Seventh chords populate the sound more regularly than before along with an appreciation for jazz and blues progressions. Although, perhaps, understanding, through a more developed career, his position in a poetic heritage, I believe the change in format here in New Skin... is to more aggressively explore where he may fit musically. With the album that follows, maybe this search needed other angles! Songs like Is This What You Wanted? - Why Don't You Try? -and I Tried To Leave You? all employ blues progressions to emphasise the hurt in the content. Vocally Cohen remains mostly steady and calm in this record, but as he has cadenced in previous records, in Leaving Green Sleeves he wails the lyrics as the song concludes the album. With this last song, his employment of part of the chord progression of the original Green Sleeves reminds me of his treatment of La Complainte du Partisan for his song The Partisan. Making a connection to these older songs I believe is another way he is investigating his position.
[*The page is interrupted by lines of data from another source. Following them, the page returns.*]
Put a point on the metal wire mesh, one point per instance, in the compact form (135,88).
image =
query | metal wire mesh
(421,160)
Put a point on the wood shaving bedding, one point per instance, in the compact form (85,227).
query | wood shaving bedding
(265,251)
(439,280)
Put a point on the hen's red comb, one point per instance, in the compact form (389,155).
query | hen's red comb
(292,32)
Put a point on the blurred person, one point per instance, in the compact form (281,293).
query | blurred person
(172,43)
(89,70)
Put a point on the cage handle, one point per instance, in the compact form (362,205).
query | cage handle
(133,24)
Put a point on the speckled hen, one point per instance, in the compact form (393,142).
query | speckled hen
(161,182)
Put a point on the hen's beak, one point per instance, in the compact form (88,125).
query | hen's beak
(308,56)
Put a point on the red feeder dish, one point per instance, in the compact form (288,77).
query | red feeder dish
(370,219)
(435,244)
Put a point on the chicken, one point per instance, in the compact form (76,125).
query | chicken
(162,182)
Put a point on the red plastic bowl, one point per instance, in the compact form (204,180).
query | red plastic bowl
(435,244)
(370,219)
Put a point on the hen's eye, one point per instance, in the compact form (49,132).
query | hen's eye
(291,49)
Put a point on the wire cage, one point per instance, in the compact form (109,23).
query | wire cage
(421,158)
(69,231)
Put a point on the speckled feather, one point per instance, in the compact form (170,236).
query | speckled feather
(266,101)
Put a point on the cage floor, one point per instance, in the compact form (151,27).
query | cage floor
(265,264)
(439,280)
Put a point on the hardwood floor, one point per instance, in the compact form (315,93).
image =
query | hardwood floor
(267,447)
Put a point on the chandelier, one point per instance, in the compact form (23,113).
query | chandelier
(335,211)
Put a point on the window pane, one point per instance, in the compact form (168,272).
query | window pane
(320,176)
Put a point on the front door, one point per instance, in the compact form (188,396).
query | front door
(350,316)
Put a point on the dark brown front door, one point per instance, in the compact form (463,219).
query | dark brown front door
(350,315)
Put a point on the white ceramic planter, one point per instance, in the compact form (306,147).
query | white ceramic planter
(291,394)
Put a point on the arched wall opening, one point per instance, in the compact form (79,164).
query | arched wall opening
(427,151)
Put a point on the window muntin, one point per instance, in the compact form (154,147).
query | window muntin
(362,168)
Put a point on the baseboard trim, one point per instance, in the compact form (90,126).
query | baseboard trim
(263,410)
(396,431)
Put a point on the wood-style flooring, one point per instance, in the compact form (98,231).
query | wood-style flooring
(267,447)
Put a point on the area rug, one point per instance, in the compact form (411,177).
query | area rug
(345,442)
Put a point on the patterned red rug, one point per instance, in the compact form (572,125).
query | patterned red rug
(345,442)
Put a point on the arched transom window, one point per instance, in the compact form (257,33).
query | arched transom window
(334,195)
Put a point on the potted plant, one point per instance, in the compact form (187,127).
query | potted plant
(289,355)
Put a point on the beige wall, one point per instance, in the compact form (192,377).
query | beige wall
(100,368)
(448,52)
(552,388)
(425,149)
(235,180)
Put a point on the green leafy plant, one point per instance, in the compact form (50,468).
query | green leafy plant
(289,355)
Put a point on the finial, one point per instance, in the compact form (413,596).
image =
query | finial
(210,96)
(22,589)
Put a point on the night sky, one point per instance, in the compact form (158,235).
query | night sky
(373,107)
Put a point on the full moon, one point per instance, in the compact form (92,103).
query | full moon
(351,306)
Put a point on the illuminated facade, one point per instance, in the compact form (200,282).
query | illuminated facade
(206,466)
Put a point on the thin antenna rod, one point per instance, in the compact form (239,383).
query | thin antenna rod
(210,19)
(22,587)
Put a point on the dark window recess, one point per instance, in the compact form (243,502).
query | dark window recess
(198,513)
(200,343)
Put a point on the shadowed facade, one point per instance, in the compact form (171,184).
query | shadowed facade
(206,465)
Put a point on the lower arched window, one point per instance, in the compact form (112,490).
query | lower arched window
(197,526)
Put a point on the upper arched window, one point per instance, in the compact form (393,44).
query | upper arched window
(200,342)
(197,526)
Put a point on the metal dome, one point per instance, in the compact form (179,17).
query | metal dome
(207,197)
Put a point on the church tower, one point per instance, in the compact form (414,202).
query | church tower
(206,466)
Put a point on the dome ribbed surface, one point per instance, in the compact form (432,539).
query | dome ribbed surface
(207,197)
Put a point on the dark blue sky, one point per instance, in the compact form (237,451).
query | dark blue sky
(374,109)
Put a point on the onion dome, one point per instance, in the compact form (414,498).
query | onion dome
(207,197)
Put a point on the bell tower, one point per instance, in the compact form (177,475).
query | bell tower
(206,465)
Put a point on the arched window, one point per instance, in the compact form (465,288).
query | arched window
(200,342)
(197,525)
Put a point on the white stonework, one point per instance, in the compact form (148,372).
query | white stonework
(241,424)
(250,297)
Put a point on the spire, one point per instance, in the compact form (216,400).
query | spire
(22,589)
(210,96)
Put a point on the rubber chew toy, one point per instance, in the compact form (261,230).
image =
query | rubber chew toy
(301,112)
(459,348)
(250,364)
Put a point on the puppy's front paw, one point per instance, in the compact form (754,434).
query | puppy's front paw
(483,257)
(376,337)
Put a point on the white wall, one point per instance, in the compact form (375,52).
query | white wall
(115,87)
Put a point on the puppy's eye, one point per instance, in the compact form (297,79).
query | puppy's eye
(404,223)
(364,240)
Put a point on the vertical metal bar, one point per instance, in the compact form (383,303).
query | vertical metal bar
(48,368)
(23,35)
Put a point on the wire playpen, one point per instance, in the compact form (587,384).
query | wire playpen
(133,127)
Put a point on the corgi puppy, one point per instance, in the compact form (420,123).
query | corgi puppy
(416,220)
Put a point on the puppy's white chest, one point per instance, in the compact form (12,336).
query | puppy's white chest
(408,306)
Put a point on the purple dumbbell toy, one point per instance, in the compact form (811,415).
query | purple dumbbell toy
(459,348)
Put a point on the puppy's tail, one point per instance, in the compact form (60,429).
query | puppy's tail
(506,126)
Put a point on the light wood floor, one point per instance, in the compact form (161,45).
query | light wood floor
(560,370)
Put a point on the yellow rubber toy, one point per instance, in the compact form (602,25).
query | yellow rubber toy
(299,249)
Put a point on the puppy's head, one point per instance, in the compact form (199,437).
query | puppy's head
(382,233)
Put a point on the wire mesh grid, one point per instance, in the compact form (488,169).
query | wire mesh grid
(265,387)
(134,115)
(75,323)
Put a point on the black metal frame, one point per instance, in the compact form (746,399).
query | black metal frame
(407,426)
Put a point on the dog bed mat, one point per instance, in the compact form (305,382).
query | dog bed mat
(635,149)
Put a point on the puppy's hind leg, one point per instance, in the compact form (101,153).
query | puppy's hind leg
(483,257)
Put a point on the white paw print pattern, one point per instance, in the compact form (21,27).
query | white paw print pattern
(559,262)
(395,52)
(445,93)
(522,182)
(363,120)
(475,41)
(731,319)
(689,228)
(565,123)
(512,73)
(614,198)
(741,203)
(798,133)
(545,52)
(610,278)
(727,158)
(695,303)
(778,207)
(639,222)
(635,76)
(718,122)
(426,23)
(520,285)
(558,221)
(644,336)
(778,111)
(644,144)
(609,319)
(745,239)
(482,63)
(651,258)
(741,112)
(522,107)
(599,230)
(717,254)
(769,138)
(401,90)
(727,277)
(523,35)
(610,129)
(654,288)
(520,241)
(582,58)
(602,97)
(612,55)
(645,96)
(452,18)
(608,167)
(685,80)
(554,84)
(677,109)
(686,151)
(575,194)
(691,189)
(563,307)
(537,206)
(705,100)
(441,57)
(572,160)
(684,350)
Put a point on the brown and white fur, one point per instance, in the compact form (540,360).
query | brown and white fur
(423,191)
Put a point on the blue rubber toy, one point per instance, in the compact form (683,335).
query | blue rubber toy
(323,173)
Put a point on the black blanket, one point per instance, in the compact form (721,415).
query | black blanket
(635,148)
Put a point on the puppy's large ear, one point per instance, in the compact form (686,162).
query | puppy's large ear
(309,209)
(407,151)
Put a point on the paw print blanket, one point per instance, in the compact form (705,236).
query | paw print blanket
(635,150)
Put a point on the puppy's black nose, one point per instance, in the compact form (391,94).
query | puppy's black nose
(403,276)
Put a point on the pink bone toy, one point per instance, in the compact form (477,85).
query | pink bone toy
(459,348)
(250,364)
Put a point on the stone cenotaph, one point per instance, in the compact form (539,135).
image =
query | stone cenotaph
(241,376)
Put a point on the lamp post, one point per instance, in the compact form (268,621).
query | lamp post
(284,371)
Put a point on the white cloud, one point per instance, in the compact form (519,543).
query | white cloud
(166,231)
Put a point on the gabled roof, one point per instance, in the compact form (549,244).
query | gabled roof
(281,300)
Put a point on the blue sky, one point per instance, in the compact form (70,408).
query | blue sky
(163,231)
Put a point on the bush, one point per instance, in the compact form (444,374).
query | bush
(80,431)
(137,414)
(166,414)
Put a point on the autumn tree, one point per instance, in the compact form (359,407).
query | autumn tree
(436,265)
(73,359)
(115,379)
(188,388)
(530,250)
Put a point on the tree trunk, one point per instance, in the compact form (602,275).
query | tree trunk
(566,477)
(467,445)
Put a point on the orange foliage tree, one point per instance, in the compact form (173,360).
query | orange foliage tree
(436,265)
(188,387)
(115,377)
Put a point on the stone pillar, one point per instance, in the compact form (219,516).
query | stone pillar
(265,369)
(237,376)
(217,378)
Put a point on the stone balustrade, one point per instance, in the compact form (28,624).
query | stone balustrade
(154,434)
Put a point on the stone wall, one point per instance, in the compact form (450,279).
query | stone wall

This is the first album that contains tracks that I appreciate for their contemplation but find average in sound. A Singer Must Die contains amusing lyrics, Take This Longing speaks honestly and directly of romantic care, but sonically, though they contain the joy of classic Cohen techniques, the premium combinations of chords and melody are absent for me. But then New Skin...  contains three fundamental choices - Chelsea Hotel No. 2, another concise love-letter mixing all the spices of a time perfectly to transport us emotionally - then two searches into the eternal: Lover Lover Lover, a discussion between Father and Son singing for the wisdom - and Who By Fire? a list of clues to a guest arrived at the door, the guest both unknown by a name and known for their defined presence. Although I appreciate the choice to play these songs with clinical precision on this record, these three songs take on much through the blood of live performances, particularly Lover Lover Lover.